In an interview, Sichinga said government needed to understand each lender individually, before arriving at any decision and making general statements.
“It is very important that before you do rescheduling, you meet the lenders individually first. When I talk about lack of a plan, it’s because you haven’t sat down to say ‘this is our schedule of things, if we do this it has these implications’. Now the debt rescheduling is one major assignment at the moment before us in terms of the UPND government. It is a very key issue because it opens up the other opportunities because you haven’t got sufficient cash as we stand at the moment to deal with challenges that are before you. So you need an agreement with the creditors. The question is how you approach it. The way you do [this] is to go to individual lenders to determine what their red lines are. What it is that they can do and what is that they cannot do. You understand each one of them and you ask them why they are taking that particular position,” Sichinga said.
“You also gather intelligence not only on the lenders, not only on people that have put maybe the investment, but you want to have an understanding of people like the credit rating companies. What is your reading of these companies, what is your understanding of these companies, stock exchange people, stock brokers you go to them and say what is your understanding of your company? You must understand each organisation that has lent to you individually before you arrive at the decision to say I am going to do this and make it a general statement. Lenders don’t like general statements. They want something that is exclusive to them, they want to feel that you treat them exclusively and importantly.”
He insisted that government must send special envoys to countries that it owes.
“So you have to send a special mission to discuss with them what their position is, to have an understanding because all these that have lent to you have a particular investment made. What do you regard as something that is a red line for you as a country? So you prioritise all these programmes and the lenders and say ‘if we do this one, this one has the following implication’. Can we bare that so that when you go to negotiate with for example the IMF who you want to support you, you already have a position yourself. You are not depending on them; you are not depending on the fact that it’s them who must advise you,” Sichinga said.

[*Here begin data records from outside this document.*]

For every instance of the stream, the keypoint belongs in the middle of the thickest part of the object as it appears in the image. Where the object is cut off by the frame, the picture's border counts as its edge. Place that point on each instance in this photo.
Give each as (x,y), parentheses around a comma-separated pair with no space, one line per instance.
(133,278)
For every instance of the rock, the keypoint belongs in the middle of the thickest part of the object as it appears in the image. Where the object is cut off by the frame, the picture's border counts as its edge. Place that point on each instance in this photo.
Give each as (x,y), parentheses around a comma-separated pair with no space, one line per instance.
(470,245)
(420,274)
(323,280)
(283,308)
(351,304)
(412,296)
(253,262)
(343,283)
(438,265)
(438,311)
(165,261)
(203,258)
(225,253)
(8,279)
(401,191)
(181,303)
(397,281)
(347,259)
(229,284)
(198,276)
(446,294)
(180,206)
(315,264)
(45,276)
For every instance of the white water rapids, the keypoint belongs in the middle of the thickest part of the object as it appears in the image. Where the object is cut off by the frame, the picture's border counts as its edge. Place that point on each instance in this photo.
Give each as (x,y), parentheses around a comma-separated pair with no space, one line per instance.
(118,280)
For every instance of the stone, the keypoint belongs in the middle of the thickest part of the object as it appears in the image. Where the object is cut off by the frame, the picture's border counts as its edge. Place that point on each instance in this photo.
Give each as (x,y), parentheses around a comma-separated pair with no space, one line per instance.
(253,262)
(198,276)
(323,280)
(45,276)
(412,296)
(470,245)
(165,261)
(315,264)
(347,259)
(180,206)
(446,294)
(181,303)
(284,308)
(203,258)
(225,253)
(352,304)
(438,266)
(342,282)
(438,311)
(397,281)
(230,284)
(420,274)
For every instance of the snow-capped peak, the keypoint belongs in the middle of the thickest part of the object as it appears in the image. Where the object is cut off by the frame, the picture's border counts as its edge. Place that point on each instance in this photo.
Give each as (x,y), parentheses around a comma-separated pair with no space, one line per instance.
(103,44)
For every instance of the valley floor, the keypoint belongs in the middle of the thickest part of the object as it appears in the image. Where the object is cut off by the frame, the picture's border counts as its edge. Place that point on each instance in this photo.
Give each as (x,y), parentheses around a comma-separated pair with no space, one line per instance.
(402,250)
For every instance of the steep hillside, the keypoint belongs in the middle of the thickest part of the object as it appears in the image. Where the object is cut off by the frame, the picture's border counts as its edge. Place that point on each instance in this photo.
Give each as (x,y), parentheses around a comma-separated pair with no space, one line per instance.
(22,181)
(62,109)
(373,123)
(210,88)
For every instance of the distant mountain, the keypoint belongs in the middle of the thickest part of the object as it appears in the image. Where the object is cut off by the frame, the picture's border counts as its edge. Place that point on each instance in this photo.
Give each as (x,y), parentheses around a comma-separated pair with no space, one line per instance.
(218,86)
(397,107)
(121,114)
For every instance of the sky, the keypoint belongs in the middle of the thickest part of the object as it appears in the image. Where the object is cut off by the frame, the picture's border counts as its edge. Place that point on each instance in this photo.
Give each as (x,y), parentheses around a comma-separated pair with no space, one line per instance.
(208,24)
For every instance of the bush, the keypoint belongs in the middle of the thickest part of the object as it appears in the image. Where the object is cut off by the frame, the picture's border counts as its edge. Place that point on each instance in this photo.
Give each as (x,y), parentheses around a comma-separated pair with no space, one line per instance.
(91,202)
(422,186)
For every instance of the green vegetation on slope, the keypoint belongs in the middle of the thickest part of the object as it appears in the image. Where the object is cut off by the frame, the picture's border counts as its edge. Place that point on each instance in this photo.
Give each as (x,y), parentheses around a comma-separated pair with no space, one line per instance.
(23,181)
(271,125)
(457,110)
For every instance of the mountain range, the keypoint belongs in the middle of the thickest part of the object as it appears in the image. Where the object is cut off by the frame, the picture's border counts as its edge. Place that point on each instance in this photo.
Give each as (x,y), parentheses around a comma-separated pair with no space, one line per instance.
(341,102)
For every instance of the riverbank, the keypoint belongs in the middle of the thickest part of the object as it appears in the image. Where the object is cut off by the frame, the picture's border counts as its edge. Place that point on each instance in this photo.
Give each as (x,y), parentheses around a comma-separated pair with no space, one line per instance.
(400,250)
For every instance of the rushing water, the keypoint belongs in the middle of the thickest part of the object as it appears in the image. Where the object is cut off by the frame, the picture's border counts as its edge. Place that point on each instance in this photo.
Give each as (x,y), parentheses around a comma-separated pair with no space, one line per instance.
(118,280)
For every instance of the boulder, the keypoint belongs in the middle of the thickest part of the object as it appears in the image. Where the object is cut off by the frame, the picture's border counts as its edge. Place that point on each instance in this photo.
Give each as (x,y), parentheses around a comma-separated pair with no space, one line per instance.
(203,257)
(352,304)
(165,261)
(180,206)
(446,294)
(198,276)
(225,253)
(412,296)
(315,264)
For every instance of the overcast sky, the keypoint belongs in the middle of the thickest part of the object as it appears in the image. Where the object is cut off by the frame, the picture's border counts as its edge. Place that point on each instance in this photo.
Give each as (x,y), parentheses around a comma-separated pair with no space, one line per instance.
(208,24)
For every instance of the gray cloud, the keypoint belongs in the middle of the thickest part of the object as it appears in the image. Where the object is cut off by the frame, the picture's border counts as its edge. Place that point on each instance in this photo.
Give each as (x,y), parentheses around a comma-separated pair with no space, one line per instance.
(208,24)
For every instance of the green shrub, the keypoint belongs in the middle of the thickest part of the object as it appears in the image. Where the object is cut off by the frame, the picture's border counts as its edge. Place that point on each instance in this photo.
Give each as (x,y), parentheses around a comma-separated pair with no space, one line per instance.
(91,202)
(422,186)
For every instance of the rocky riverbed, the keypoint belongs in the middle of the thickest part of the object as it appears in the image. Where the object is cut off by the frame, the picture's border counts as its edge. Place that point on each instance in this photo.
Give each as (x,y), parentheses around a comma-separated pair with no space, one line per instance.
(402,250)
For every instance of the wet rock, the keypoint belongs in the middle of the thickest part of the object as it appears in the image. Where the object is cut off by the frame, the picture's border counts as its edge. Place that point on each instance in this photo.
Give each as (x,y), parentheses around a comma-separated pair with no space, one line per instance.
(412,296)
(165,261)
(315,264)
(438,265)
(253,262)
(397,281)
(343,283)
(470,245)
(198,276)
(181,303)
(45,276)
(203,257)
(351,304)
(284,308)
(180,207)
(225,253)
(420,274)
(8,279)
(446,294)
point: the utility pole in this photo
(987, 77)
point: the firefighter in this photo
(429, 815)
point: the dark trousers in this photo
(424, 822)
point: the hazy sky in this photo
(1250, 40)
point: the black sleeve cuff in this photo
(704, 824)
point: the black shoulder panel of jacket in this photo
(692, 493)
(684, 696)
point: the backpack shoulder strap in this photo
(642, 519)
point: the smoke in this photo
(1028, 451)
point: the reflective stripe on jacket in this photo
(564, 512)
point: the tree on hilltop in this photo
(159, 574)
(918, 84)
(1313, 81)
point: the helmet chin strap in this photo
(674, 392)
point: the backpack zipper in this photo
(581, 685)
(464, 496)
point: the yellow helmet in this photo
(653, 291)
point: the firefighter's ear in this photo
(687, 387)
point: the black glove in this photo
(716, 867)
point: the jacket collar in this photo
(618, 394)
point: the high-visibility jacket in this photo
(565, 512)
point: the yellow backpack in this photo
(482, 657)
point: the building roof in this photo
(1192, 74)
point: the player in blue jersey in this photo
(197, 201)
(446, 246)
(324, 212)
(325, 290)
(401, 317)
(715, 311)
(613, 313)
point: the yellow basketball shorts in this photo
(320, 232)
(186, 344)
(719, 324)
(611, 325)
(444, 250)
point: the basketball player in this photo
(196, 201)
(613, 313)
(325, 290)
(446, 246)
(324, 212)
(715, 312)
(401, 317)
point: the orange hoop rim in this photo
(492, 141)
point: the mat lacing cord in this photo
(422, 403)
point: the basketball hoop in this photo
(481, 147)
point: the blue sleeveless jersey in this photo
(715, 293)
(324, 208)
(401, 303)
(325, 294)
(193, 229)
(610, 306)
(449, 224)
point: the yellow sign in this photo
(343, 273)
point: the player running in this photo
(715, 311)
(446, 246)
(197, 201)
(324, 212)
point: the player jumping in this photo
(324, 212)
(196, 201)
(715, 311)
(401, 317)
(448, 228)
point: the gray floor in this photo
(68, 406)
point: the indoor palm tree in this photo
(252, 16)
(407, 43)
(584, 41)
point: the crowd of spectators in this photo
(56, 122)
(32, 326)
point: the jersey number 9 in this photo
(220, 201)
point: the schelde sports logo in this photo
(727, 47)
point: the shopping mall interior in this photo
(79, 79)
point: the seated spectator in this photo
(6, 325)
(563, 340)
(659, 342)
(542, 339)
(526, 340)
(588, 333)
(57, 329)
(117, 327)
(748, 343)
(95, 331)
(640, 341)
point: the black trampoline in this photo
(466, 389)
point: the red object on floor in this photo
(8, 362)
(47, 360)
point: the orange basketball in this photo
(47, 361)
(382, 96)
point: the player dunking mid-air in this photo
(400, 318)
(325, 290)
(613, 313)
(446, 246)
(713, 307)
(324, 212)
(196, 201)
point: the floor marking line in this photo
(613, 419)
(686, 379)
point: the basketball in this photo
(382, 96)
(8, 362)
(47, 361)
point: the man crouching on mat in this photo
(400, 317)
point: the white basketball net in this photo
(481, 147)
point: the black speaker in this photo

“You must have a position yourself which is your negotiating position. If you have not done that homework you will not be able to succeed because each one of them (lenders) will always come back to say ‘no we want to be treated like this’. So you have to have intelligence on each one of them, what it is that they will accept and what it is that they will not accept.”
And Sichinga bemoaned government’s delay in appointing ambassadors to some countries.
“The government should have selected countries that are very sensitive, on which they rely on. In other ways countries which are more important than the others. Those should have been dealt with, in other ways we must classify our embassies. Not all embassies are the same. For example our embassy to an African country, and I am not going to mention any, may not be at the same level as an ambassador to China, United States, to a Scandinavian country. You pick them up on the basis of their special interest in your country may be to Britain being your former colonial power, you always have to consider those,” said Sichinga.
“So the delay in sending an ambassador to a particular location or destination can be disadvantageous because you do not have a voice on the other side to pick information for you.”